Objective: This study aimed to advance methods for the objective diagnosis and treatment of trauma in emergencies across LMICs by examining neural, cognitive, and biometric markers and the efficacy of the eResilience app, a neuroscience-informed mobile health mental health app intervention, via changes in clinical symptomatology, cognitive performance, and brain activity.

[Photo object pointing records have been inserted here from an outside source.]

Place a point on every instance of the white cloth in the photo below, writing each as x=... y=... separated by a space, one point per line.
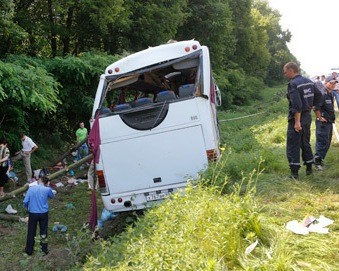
x=27 y=144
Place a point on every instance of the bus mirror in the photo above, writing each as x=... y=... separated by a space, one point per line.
x=217 y=96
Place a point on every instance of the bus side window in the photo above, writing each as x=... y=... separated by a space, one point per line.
x=166 y=95
x=186 y=90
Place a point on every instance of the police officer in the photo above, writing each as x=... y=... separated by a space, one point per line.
x=302 y=96
x=324 y=124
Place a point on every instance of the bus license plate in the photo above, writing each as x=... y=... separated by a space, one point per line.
x=153 y=197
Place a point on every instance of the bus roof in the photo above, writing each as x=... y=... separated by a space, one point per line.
x=151 y=56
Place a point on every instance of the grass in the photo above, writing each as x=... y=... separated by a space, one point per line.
x=244 y=197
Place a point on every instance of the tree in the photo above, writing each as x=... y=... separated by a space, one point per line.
x=277 y=41
x=11 y=34
x=210 y=23
x=154 y=22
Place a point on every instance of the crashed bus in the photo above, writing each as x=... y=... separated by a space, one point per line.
x=158 y=124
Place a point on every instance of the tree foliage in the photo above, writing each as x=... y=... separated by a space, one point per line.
x=46 y=70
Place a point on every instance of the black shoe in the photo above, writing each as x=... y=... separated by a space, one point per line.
x=28 y=253
x=294 y=175
x=309 y=171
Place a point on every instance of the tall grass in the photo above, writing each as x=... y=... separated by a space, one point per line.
x=201 y=230
x=245 y=196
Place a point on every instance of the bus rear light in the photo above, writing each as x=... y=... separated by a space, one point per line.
x=212 y=155
x=101 y=181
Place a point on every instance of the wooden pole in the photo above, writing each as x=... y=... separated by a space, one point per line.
x=61 y=158
x=10 y=217
x=52 y=176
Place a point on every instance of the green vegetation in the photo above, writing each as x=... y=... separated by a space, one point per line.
x=244 y=197
x=53 y=52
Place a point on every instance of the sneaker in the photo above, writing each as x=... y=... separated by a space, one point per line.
x=294 y=175
x=319 y=167
x=9 y=209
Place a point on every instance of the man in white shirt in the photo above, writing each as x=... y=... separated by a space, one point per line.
x=28 y=147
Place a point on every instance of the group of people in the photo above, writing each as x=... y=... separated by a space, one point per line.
x=36 y=198
x=28 y=147
x=305 y=96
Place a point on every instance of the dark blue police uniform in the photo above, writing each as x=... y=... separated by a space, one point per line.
x=324 y=130
x=302 y=96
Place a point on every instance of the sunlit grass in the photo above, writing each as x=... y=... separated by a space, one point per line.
x=246 y=196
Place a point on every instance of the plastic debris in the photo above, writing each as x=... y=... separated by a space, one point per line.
x=105 y=215
x=33 y=183
x=59 y=227
x=70 y=206
x=24 y=219
x=9 y=209
x=310 y=224
x=251 y=247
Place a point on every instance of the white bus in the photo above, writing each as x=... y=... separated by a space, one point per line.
x=158 y=124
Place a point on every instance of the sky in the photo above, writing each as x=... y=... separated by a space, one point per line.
x=314 y=27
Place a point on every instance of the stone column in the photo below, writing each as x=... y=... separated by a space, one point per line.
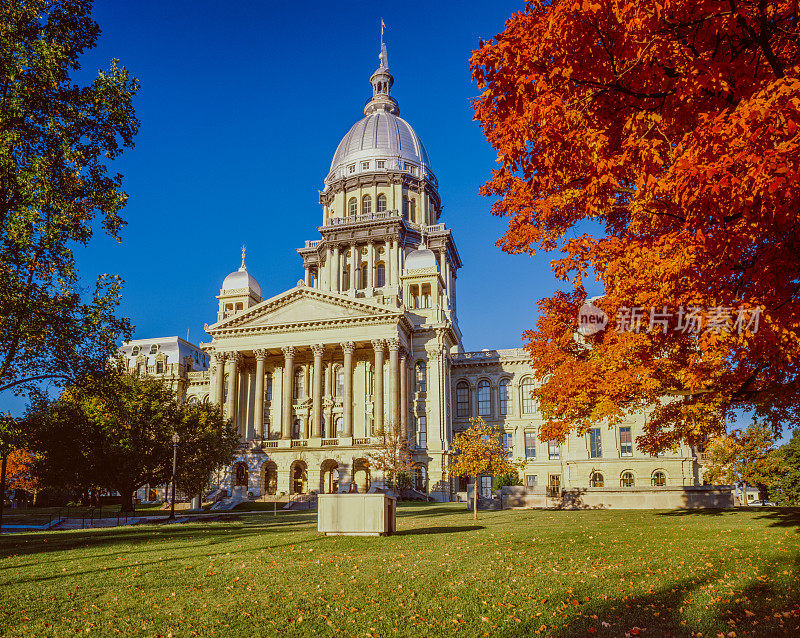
x=348 y=348
x=404 y=391
x=337 y=269
x=388 y=270
x=355 y=258
x=326 y=281
x=286 y=401
x=248 y=406
x=377 y=346
x=394 y=383
x=318 y=350
x=233 y=387
x=370 y=267
x=258 y=419
x=445 y=270
x=219 y=359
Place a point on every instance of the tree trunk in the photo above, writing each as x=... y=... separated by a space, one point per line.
x=127 y=500
x=475 y=499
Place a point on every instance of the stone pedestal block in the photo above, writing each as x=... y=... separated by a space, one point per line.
x=356 y=514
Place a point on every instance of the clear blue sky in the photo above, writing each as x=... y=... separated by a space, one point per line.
x=242 y=105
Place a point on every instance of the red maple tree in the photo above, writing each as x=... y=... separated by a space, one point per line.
x=656 y=144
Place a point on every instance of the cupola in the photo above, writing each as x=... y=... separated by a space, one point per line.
x=239 y=291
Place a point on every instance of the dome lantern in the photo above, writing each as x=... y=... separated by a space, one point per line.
x=239 y=291
x=381 y=81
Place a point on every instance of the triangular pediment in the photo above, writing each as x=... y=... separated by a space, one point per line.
x=303 y=305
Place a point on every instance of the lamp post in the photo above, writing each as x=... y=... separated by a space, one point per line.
x=175 y=440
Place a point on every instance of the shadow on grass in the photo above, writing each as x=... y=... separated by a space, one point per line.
x=438 y=530
x=137 y=538
x=777 y=516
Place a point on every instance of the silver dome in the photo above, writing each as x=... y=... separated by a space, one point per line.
x=421 y=258
x=239 y=279
x=379 y=136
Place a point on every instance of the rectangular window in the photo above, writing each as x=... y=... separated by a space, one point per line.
x=484 y=399
x=595 y=448
x=530 y=445
x=502 y=391
x=462 y=399
x=508 y=444
x=625 y=441
x=422 y=432
x=554 y=485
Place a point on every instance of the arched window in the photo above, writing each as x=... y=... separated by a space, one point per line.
x=413 y=293
x=362 y=276
x=338 y=384
x=526 y=389
x=484 y=398
x=299 y=383
x=503 y=395
x=422 y=431
x=426 y=295
x=422 y=377
x=462 y=399
x=345 y=284
x=380 y=275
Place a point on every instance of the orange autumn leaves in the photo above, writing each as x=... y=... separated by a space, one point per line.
x=657 y=145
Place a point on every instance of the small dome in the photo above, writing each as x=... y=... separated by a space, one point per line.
x=239 y=279
x=421 y=258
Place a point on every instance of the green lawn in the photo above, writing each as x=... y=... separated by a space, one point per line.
x=515 y=573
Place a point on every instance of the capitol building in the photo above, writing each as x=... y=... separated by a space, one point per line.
x=369 y=338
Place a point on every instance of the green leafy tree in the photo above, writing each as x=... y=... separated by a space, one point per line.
x=116 y=433
x=785 y=490
x=479 y=451
x=56 y=139
x=207 y=443
x=12 y=437
x=392 y=455
x=746 y=457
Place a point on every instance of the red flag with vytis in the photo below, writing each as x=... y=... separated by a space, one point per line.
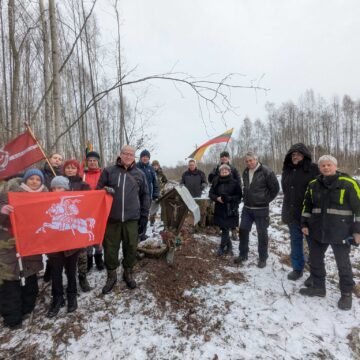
x=49 y=222
x=19 y=154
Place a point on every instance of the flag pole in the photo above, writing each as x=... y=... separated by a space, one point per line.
x=40 y=147
x=21 y=268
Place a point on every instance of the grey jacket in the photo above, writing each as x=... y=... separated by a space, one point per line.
x=131 y=199
x=31 y=264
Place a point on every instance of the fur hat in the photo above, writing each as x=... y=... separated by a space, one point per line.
x=145 y=153
x=224 y=153
x=60 y=181
x=32 y=172
x=72 y=162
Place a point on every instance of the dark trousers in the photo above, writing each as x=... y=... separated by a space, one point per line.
x=317 y=265
x=127 y=233
x=16 y=300
x=261 y=219
x=297 y=246
x=225 y=239
x=58 y=263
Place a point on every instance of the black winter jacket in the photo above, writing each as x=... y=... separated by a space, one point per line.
x=216 y=172
x=332 y=208
x=294 y=181
x=195 y=182
x=263 y=188
x=151 y=178
x=131 y=198
x=226 y=215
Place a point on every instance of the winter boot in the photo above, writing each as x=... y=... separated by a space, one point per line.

Methods: Trauma-exposed African refugees residing in Australia were selected for this study. A research software version of the eResilience app with advanced monitoring capabilities was designed for this trial. Participants completed the eResilience app at home during a 7-day period. Clinical, cognitive, and electrophysiological data were collected at baseline, along with posttest measurements to examine biomarkers of trauma and the efficacy of the proposed digital intervention for the treatment of trauma and its potential outcomes, including depression, anxiety, physical symptoms, self-harm, substance misuse, and cognitive impairment. In addition, biofeedback, well-being, and subjective stress data points were collected via the app during the treatment week, followed by clinical interviews at 1, 3, 6, and 12 months after the intervention.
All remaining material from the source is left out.